Hard cushions and wicker backs that weren’t comfortable, nothing like the worn vinyl kitchen chairs. Our family meals were always in the kitchen and the dining room was used only for special occasions, occasions of forced festivity arranged by my mother and her family to celebrate birthdays, holidays. There was an inflexible schedule by which Christmas eve, Christmas day, Thanksgiving, and Easter were rotated among my mother and her relatives.

Daddy had used to tease Mom about the tablecloth: What’s the point of cherrywood if no one can see it?—and Mom had said what if someone left a glass ring, a stain or a burn on the table, this was a risk she couldn’t take.

Since Daddy had gone to live with his brother Earl, Mom had become busy as we’d never seen her before. Always she was bustling about the house, up and down stairs; always she was on the phone. Bauer relatives came to see her every day, in the dining room with doors slid shut. There were several women friends who smiled grimly at me and looked as if they’d like to hug me against their droopy bosoms except I ducked away.

A hawk-faced man in a suit and necktie Mom introduced to Ben and me as “my accountant.” Another man in a suit and tie—“Mr.
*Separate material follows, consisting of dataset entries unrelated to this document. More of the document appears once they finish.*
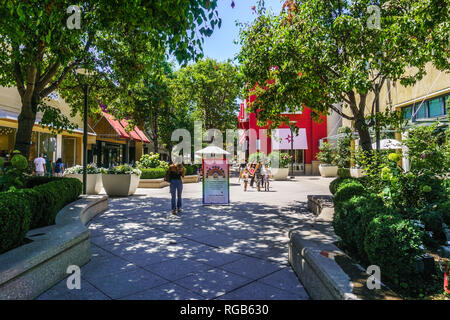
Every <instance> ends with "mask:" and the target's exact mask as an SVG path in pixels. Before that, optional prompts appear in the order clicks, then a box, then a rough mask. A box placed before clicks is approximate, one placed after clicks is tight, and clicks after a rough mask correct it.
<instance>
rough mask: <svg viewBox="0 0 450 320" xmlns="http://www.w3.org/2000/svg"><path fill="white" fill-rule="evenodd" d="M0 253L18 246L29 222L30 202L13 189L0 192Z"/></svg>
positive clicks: (18, 245) (2, 252)
mask: <svg viewBox="0 0 450 320" xmlns="http://www.w3.org/2000/svg"><path fill="white" fill-rule="evenodd" d="M0 208H2V209H1V210H0V253H3V252H5V251H8V250H10V249H13V248H15V247H17V246H19V245H20V244H21V243H22V241H23V239H24V237H25V234H26V233H27V232H28V230H29V228H30V223H31V210H30V203H29V202H28V201H27V198H24V197H23V195H22V194H20V193H17V192H15V191H11V192H2V193H0Z"/></svg>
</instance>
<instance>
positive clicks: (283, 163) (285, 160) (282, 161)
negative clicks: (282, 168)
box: [269, 151, 292, 168]
mask: <svg viewBox="0 0 450 320" xmlns="http://www.w3.org/2000/svg"><path fill="white" fill-rule="evenodd" d="M291 161H292V156H290V155H289V154H287V153H284V152H279V151H274V152H272V153H271V154H270V155H269V166H270V167H272V168H288V167H289V164H290V163H291Z"/></svg>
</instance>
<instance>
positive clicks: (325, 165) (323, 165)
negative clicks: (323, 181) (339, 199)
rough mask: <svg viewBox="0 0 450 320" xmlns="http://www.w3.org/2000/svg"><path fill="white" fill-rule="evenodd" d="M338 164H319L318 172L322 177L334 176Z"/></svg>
mask: <svg viewBox="0 0 450 320" xmlns="http://www.w3.org/2000/svg"><path fill="white" fill-rule="evenodd" d="M337 171H338V166H330V165H323V164H321V165H319V172H320V175H321V176H322V177H336V176H337Z"/></svg>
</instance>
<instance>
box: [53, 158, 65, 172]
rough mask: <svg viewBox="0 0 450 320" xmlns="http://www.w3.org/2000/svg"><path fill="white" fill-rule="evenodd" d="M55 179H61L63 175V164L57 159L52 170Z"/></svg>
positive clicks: (63, 168) (60, 160) (59, 158)
mask: <svg viewBox="0 0 450 320" xmlns="http://www.w3.org/2000/svg"><path fill="white" fill-rule="evenodd" d="M53 171H54V172H55V173H54V176H55V177H62V176H63V173H64V163H63V162H62V159H61V158H58V160H56V162H55V168H54V170H53Z"/></svg>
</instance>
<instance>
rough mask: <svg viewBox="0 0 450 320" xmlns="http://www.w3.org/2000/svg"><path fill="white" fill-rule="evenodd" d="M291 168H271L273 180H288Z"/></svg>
mask: <svg viewBox="0 0 450 320" xmlns="http://www.w3.org/2000/svg"><path fill="white" fill-rule="evenodd" d="M288 175H289V168H270V177H271V178H272V179H273V180H287V177H288Z"/></svg>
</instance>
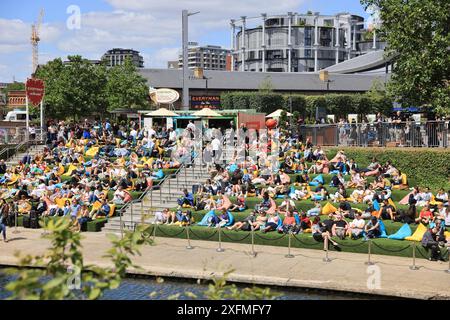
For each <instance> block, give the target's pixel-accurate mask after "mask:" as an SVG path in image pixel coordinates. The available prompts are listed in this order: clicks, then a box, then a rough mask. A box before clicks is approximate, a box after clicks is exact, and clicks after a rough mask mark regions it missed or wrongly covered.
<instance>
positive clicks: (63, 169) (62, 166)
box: [57, 166, 66, 176]
mask: <svg viewBox="0 0 450 320" xmlns="http://www.w3.org/2000/svg"><path fill="white" fill-rule="evenodd" d="M65 170H66V169H64V166H59V168H58V172H57V175H58V176H62V175H63V174H64V171H65Z"/></svg>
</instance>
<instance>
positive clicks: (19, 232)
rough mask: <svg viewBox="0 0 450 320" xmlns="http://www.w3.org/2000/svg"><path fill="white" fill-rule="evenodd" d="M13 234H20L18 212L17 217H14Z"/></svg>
mask: <svg viewBox="0 0 450 320" xmlns="http://www.w3.org/2000/svg"><path fill="white" fill-rule="evenodd" d="M12 233H14V234H16V233H20V231H19V230H17V211H16V212H15V216H14V231H13V232H12Z"/></svg>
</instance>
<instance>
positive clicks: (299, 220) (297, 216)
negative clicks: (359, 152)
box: [294, 213, 300, 225]
mask: <svg viewBox="0 0 450 320" xmlns="http://www.w3.org/2000/svg"><path fill="white" fill-rule="evenodd" d="M294 218H295V224H297V225H300V217H299V216H298V213H296V214H294Z"/></svg>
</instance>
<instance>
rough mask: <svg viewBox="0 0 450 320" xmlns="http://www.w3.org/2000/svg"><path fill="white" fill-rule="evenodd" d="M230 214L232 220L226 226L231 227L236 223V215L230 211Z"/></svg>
mask: <svg viewBox="0 0 450 320" xmlns="http://www.w3.org/2000/svg"><path fill="white" fill-rule="evenodd" d="M228 215H229V216H230V221H228V223H227V224H226V225H225V227H231V226H232V225H233V224H234V216H233V214H232V213H231V212H228Z"/></svg>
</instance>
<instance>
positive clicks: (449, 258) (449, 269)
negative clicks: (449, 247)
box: [445, 248, 450, 273]
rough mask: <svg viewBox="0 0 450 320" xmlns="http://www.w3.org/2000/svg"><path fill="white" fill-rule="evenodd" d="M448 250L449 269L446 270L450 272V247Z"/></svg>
mask: <svg viewBox="0 0 450 320" xmlns="http://www.w3.org/2000/svg"><path fill="white" fill-rule="evenodd" d="M448 250H449V251H448V269H447V270H445V272H447V273H450V248H449V249H448Z"/></svg>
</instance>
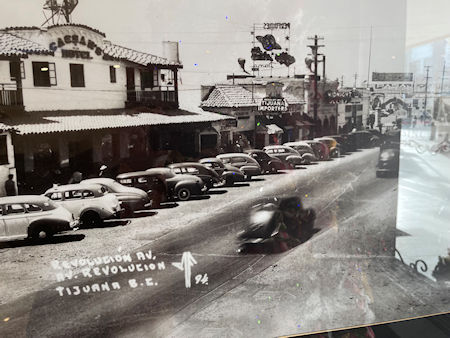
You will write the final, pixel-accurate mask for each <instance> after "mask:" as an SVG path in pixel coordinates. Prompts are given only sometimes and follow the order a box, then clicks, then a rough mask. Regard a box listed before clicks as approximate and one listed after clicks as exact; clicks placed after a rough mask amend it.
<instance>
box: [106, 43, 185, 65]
mask: <svg viewBox="0 0 450 338" xmlns="http://www.w3.org/2000/svg"><path fill="white" fill-rule="evenodd" d="M103 53H104V55H105V56H106V57H110V58H112V59H119V60H127V61H130V62H133V63H137V64H139V65H142V66H147V65H149V64H152V65H164V66H177V67H182V65H181V63H180V62H174V61H169V60H168V59H166V58H163V57H159V56H156V55H152V54H149V53H144V52H139V51H137V50H134V49H131V48H126V47H122V46H119V45H115V44H112V43H110V42H105V45H104V49H103Z"/></svg>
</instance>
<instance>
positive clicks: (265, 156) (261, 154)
mask: <svg viewBox="0 0 450 338" xmlns="http://www.w3.org/2000/svg"><path fill="white" fill-rule="evenodd" d="M245 153H247V154H248V155H250V156H251V157H253V158H254V159H255V160H256V161H257V162H258V163H259V165H260V166H261V170H262V172H263V173H271V174H276V173H277V172H278V171H279V170H283V169H285V165H284V164H283V162H282V161H281V160H280V159H278V158H276V157H273V156H270V155H268V154H267V153H266V152H265V151H263V150H258V149H249V150H246V151H245Z"/></svg>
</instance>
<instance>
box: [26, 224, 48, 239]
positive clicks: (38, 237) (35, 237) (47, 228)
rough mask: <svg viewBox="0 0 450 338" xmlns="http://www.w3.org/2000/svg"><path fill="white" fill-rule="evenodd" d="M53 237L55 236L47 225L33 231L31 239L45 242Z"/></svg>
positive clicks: (41, 225) (34, 229)
mask: <svg viewBox="0 0 450 338" xmlns="http://www.w3.org/2000/svg"><path fill="white" fill-rule="evenodd" d="M52 236H53V233H52V232H51V231H50V229H49V228H48V227H46V226H45V225H41V226H38V227H36V228H35V229H34V230H33V233H32V235H31V237H32V238H33V239H34V240H37V241H45V240H48V239H50V238H51V237H52Z"/></svg>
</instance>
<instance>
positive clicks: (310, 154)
mask: <svg viewBox="0 0 450 338" xmlns="http://www.w3.org/2000/svg"><path fill="white" fill-rule="evenodd" d="M302 159H303V161H309V162H314V161H317V159H316V156H315V155H313V154H311V153H304V154H303V155H302Z"/></svg>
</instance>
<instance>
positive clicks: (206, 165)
mask: <svg viewBox="0 0 450 338" xmlns="http://www.w3.org/2000/svg"><path fill="white" fill-rule="evenodd" d="M199 163H201V164H203V165H204V166H205V167H208V168H210V169H212V170H214V171H215V172H216V173H217V174H218V175H219V176H220V178H221V179H222V180H223V181H224V182H225V185H227V186H232V185H233V184H234V183H235V182H243V181H245V174H244V173H243V172H242V171H241V170H240V169H239V168H236V167H233V166H232V165H229V164H225V163H223V162H222V161H221V160H219V159H218V158H216V157H208V158H202V159H201V160H199Z"/></svg>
Nagel, my lawyer.”

Lawyer.
I didn’t want to think what this might mean.

Estranged. Separated. Divorced….

“Krista? I want you to listen carefully—”

With an awkward sort of tenderness my mother took hold of my chill squirmy hands. She was speaking in a quiet voice which was unsettling to me, a wrong-sounding voice, a forced voice, a voice in which something pleading quivered, though less than an hour ago I’d heard her on the phone speaking sharply, punctuating her words with bursts of what sounded like laughter. I wanted to shut my ears against her, thinking with childish stubbornness
Daddy will come back and change all this. Anything that is being done, Daddy will change back to what it should be.
Both Ben and I had noticed that our mother’s eyes had a weird glassy sheen for lately she’d been taking prescription medications to help her sleep and to settle her nerves. Not wanting to see Mom’s eyes I stared at our hands, locked so strangely together. As if we were in some dangerous place, on a rocky height for instance, it was our instinct to clutch at each other, in fear. And yet the fear I felt was for my mother. For those glassy red-rimmed eyes and for the smeared-lipstick mouth that might tell me something very ugly I would not wish to hear.